Duke vs. Louisville – Starting off the snack a little differently tonight. Saturday night’s Battle 4 Atlantis championship game will be between No. 5 Duke and No. 2 Louisville. If a top-5 game isn’t enough to make you feel better about all the food you ate, or the self-shame you imposed on yourself during Black Friday, then add this to the mix. This will be the first time Mike Krzyzewski and Rick Pitino will coach against each other since the 1992 East regional final when Christian Laettner made himself the most hated man in the state of Kentucky for eternity.

Game of the Night

1. N.C. State survives UNC-Asheville – The Wolfpack trailed the majority of the game, until Richard Howell, who had 23 points gave N.C. State the lead for good with just over three minutes to go. N.C. State is coming off a big loss to Oklahoma State and now have to regroup to play Michigan next week as part of the Big Ten/ACC Challenge.

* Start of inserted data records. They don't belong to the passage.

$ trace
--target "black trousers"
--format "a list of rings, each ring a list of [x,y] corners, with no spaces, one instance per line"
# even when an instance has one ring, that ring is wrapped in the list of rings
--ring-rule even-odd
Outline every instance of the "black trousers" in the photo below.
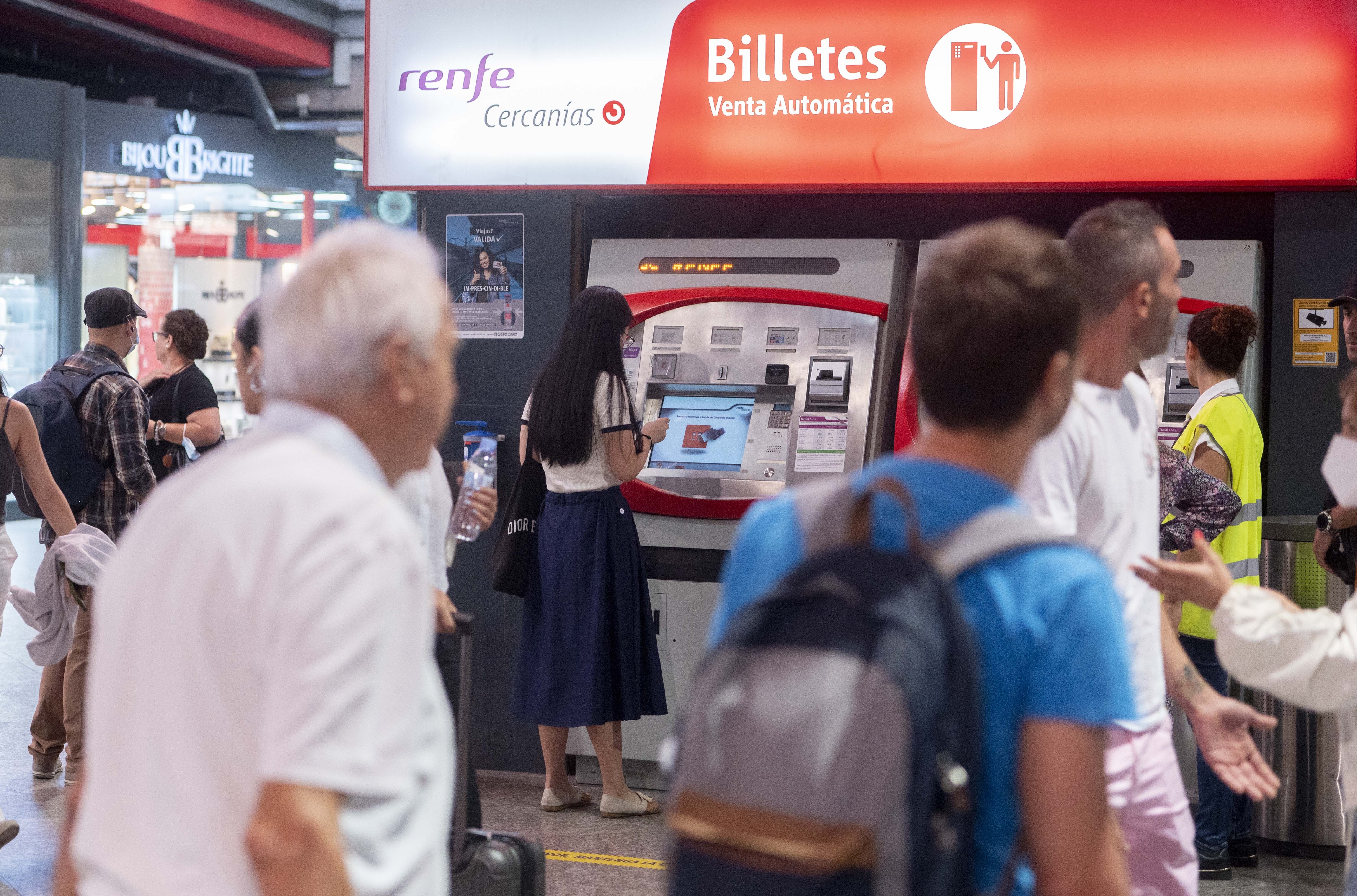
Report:
[[[457,635],[440,634],[434,637],[434,660],[438,662],[438,675],[442,676],[442,688],[448,692],[448,706],[453,709],[453,718],[457,713]],[[453,808],[456,812],[456,808]],[[476,785],[476,767],[467,756],[467,827],[480,827],[480,787]]]

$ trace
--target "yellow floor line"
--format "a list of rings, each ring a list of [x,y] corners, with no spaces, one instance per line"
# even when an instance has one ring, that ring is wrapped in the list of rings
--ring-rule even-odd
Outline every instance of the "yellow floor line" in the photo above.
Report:
[[[615,867],[643,867],[651,872],[665,870],[661,859],[643,859],[634,855],[598,855],[597,853],[567,853],[566,850],[547,850],[548,859],[558,862],[584,862],[586,865],[612,865]]]

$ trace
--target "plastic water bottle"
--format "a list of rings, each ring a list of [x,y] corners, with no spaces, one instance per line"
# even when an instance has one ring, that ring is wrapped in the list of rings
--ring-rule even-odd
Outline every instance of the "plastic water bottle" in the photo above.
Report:
[[[471,509],[471,493],[478,489],[491,487],[495,483],[495,448],[498,440],[486,436],[480,440],[480,447],[467,460],[461,474],[461,491],[457,494],[457,506],[452,509],[452,521],[448,532],[459,542],[475,542],[480,535],[480,523]]]

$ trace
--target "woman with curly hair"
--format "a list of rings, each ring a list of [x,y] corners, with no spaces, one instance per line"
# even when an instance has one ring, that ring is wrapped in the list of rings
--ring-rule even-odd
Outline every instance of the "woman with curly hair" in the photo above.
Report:
[[[1258,319],[1243,305],[1217,305],[1198,312],[1187,326],[1187,379],[1201,396],[1187,413],[1187,425],[1174,448],[1194,467],[1220,479],[1239,497],[1240,509],[1210,546],[1235,582],[1258,585],[1262,555],[1263,434],[1239,390],[1244,354],[1258,335]],[[1216,657],[1210,612],[1185,604],[1178,639],[1201,676],[1225,692],[1225,669]],[[1231,866],[1254,866],[1248,798],[1236,796],[1197,753],[1197,858],[1201,877],[1229,877]]]

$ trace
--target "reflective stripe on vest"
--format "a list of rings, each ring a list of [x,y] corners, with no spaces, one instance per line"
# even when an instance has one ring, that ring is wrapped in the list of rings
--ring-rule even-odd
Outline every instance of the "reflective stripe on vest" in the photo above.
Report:
[[[1253,523],[1254,520],[1262,519],[1262,515],[1263,515],[1263,502],[1250,501],[1244,506],[1239,508],[1239,513],[1235,515],[1235,519],[1231,521],[1231,525],[1239,525],[1240,523]]]
[[[1206,402],[1183,426],[1174,448],[1191,456],[1202,429],[1209,432],[1225,452],[1225,459],[1229,462],[1229,487],[1243,502],[1229,527],[1210,546],[1225,561],[1231,578],[1244,585],[1257,585],[1263,548],[1262,430],[1258,429],[1258,421],[1244,396],[1238,392]],[[1216,630],[1210,626],[1210,612],[1196,604],[1183,604],[1183,618],[1178,623],[1178,631],[1194,638],[1216,637]]]

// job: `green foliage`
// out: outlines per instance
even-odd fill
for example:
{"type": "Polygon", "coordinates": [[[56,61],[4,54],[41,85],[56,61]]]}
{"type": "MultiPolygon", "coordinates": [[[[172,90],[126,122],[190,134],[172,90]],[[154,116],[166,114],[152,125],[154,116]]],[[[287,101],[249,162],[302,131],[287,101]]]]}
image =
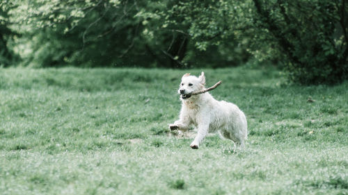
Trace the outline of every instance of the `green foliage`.
{"type": "Polygon", "coordinates": [[[10,66],[18,60],[10,46],[10,42],[17,34],[8,27],[8,12],[13,8],[13,4],[9,1],[0,2],[0,67],[10,66]]]}
{"type": "Polygon", "coordinates": [[[345,1],[253,1],[261,24],[287,59],[292,80],[332,84],[347,78],[345,1]]]}
{"type": "Polygon", "coordinates": [[[33,67],[251,62],[280,64],[301,84],[347,78],[346,1],[17,0],[0,6],[3,66],[15,52],[33,67]]]}

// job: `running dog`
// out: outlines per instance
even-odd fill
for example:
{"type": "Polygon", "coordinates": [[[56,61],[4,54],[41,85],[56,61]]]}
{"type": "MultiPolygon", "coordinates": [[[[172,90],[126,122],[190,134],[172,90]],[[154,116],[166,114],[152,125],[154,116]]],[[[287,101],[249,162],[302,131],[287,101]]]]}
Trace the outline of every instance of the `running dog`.
{"type": "Polygon", "coordinates": [[[184,74],[177,93],[182,107],[179,120],[169,125],[171,130],[187,130],[193,124],[198,131],[190,147],[198,149],[208,133],[219,131],[222,137],[231,139],[244,148],[248,136],[246,118],[236,105],[217,101],[208,92],[191,95],[205,89],[205,76],[184,74]]]}

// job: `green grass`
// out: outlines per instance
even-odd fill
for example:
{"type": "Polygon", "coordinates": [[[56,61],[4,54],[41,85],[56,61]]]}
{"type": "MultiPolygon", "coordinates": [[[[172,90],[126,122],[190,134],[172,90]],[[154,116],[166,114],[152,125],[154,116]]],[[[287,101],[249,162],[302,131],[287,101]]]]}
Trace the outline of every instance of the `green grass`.
{"type": "Polygon", "coordinates": [[[181,76],[200,71],[0,69],[0,194],[348,194],[348,83],[206,69],[249,136],[243,151],[214,135],[192,150],[168,124],[181,76]]]}

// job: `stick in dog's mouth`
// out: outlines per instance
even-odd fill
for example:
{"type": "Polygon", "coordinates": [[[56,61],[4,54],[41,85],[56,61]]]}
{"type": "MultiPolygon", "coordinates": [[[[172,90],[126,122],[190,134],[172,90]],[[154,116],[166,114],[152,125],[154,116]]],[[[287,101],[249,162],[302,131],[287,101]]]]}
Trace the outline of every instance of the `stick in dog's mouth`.
{"type": "Polygon", "coordinates": [[[212,87],[207,88],[203,90],[198,91],[198,92],[193,92],[187,94],[182,95],[182,98],[185,99],[191,97],[191,96],[194,96],[194,95],[198,95],[200,94],[203,94],[205,92],[207,92],[209,91],[211,91],[215,88],[216,88],[217,86],[219,86],[220,84],[221,84],[221,80],[219,80],[218,83],[215,83],[215,85],[212,85],[212,87]]]}
{"type": "Polygon", "coordinates": [[[191,97],[191,94],[182,94],[181,95],[181,98],[183,99],[189,99],[191,97]]]}

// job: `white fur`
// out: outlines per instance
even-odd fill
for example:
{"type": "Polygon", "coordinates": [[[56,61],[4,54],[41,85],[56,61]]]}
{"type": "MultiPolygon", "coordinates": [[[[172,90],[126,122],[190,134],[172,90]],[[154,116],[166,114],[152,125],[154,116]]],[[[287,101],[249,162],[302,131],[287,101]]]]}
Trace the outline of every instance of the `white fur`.
{"type": "Polygon", "coordinates": [[[198,149],[208,133],[219,131],[220,135],[230,139],[242,147],[247,138],[247,124],[244,113],[235,104],[214,99],[208,92],[183,99],[182,94],[205,89],[205,76],[202,72],[197,78],[188,74],[182,78],[177,92],[180,94],[182,108],[179,120],[170,124],[171,130],[187,130],[193,124],[197,135],[190,146],[198,149]],[[184,90],[182,91],[182,90],[184,90]]]}

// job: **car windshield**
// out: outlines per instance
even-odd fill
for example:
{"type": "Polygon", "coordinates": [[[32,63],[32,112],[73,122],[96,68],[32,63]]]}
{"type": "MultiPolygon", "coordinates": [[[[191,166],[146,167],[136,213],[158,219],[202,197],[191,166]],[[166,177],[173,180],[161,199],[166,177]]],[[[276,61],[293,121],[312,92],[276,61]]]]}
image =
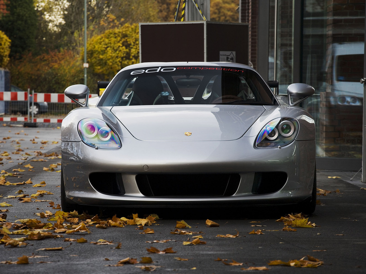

2. Duke 67, VCU 58 – Although Duke didn’t surrender the lead at all in the second half and VCU did everything they could to not take advantage of opportunities  this game was very exciting. The energy the Rams bring every night is worth watching. Despite trailing by a  consistent six-eight points throughout the second half, VCU had a chance to string a run together at any moment, just couldn’t put it all together for one sequence

3. Fairleigh Dickinson 63, Delaware State 62 – Kinu Rotchford hit a layup with one second left to give Fairleigh Dickinson its first win of the season over Delaware State as part of the South Padre Island Invitational. Rotchford had 19 points an 14 rebounds.

Important Outcomes

1. Minnesota over Memphis – The Gophers got an early-season win over a ranked opponent. Solid way to regroup after a tough 89-71 loss to Duke the previous day.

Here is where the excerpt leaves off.